Ada satu fase, Jose Arcadio Buendia, godfather dari keturunannya yang sengsara, sadar bahwa waktu tidak pernah berlalu dan dia bersikeras akan pernyataannya itu hingga frustrasi dan menghancurkan barang-barang di rumah. Diikatnya dia di batang pohon kastanye karena semua orang sepakat dia gila. Padahal orang lain belum tentu waras. Apa benar waktu bergerak terus seperti yang kita percaya? Kalau begitu, kenapa kita yang berada di rodanya tidak beralih maju? Kenapa kita tidak bosan-bosan buat membikin kesalahan yang sama?

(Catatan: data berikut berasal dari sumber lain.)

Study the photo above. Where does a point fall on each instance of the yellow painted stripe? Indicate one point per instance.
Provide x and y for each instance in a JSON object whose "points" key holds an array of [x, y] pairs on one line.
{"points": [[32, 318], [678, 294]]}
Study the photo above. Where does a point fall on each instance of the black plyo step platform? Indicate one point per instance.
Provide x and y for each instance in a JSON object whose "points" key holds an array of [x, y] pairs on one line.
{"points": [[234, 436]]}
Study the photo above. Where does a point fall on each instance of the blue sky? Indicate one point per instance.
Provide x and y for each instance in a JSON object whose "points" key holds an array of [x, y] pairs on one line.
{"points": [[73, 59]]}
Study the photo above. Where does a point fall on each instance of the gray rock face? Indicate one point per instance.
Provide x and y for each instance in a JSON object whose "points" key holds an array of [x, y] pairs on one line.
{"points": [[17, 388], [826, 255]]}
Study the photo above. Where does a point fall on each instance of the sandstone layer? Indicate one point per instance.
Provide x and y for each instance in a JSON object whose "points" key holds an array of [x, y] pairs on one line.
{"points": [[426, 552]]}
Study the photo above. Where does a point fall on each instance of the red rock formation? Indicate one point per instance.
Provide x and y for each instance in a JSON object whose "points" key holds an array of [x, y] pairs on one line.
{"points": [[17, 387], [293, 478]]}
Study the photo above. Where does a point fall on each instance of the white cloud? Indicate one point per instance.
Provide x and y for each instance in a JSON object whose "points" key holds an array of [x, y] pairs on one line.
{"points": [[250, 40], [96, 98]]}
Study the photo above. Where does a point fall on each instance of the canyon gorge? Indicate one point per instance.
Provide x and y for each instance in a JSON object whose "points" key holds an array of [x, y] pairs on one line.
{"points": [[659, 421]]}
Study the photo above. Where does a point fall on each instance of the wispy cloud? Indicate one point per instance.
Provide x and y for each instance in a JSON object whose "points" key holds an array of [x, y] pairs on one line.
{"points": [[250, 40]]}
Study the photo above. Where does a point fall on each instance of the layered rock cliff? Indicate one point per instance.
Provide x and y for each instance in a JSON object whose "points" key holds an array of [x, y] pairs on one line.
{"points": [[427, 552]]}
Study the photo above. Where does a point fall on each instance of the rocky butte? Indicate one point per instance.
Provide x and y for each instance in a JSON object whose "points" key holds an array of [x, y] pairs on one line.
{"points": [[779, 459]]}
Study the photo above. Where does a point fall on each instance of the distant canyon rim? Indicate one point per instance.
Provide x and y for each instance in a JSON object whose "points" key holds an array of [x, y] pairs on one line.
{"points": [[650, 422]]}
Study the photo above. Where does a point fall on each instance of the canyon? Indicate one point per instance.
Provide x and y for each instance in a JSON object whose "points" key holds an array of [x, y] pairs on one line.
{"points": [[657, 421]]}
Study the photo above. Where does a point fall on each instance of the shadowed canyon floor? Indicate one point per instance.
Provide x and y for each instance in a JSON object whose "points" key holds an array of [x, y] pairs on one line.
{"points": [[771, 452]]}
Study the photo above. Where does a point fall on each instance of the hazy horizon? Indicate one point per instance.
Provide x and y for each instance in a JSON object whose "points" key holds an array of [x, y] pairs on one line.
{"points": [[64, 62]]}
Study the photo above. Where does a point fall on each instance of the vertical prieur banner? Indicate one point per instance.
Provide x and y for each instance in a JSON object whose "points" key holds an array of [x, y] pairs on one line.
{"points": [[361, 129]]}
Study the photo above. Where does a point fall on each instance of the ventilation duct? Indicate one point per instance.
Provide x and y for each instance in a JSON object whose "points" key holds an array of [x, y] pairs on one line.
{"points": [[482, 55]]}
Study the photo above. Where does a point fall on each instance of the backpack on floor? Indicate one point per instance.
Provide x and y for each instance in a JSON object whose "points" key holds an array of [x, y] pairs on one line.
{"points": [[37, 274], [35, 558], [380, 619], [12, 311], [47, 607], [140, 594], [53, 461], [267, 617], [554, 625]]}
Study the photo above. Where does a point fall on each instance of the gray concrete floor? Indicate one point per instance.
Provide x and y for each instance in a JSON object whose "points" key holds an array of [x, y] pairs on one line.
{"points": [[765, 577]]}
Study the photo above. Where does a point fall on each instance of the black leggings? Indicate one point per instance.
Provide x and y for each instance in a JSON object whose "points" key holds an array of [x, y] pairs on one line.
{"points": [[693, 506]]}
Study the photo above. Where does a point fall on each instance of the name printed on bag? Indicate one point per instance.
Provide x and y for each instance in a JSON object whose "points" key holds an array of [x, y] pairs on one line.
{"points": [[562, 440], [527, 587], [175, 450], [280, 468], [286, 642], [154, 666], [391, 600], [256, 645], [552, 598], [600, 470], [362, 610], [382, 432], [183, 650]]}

Mulanya, seperti yang juga umum dipahami sekarang, waktu bersifat mutlak. Kemudian, ketika dipahami juga bahwa waktu relatif, terdapat pengertian alternatif. Yang mana disepakati juga oleh Arcadio Buendia, satu-satunya orang yang tersadar di Macondo. Mendefinisikannya lagi, waktu adalah akibat dari terjadinya perubahan, bukan karena ia sendiri berjalan. Waktu berjalan karena pergantian siang dan malam. Karena kaktusmu membusuk. Karena rambutmu memanjang lagi. Karena kamu berpindah dari pangkuan ibumu dalam mukena yang hangat ke ubin kosan yang dingin, sendirian, ketika pandemi, terikat kuliah.

Namun, kita berubah sekaligus mentok seperti tiap anak bernama Aureliano yang pacaran inses dengan bibinya. Itu terjadi terus dari generasi ke generasi Buendia. Kita menua sekaligus jalan di tempat seperti penolakan Amaranta terhadap setiap laki-laki yang dicintainya. Hidup seolah jalan memutar yang sejauh apapun kita melangkah, kita tetap tidak kemana-mana.

Melihat diri sendiri, saya tak ubahnya ibu semasa muda. Ada kesialan serupa yang sama-sama kami jumpai. Seingin apapun menjauhi kemiripan itu, saya tidak pernah kemana-mana. Bak Aureliano terakhir yang diterbangkan angin, kehidupan ibu akan selesai. Mungkin dia akan hidup beberapa waktu di ingatan anaknya (tentang betapa baiknya ia mengirimi uang tambahan), tapi pada akhirnya tubuh dan benak saya juga akan membusuk. Kami tenggelam dalam ketidakberadaan. Lalu yang tersisa, kalau saya punya anak, hanyalah siklus itu.

Perputaran yang dirayakan terus menerus oleh para pemain dalam buku One Hundred Years of Solitude kadang bikin gregetan sampai ingin bilang wei, kemarin bapakmu udah begitu juga, jadi hidupnya sial. Kamu belajar dari masa lalu dong. Namun apakah itu murni kesalahan mereka, apakah mereka benar-benar sadar melakukannya?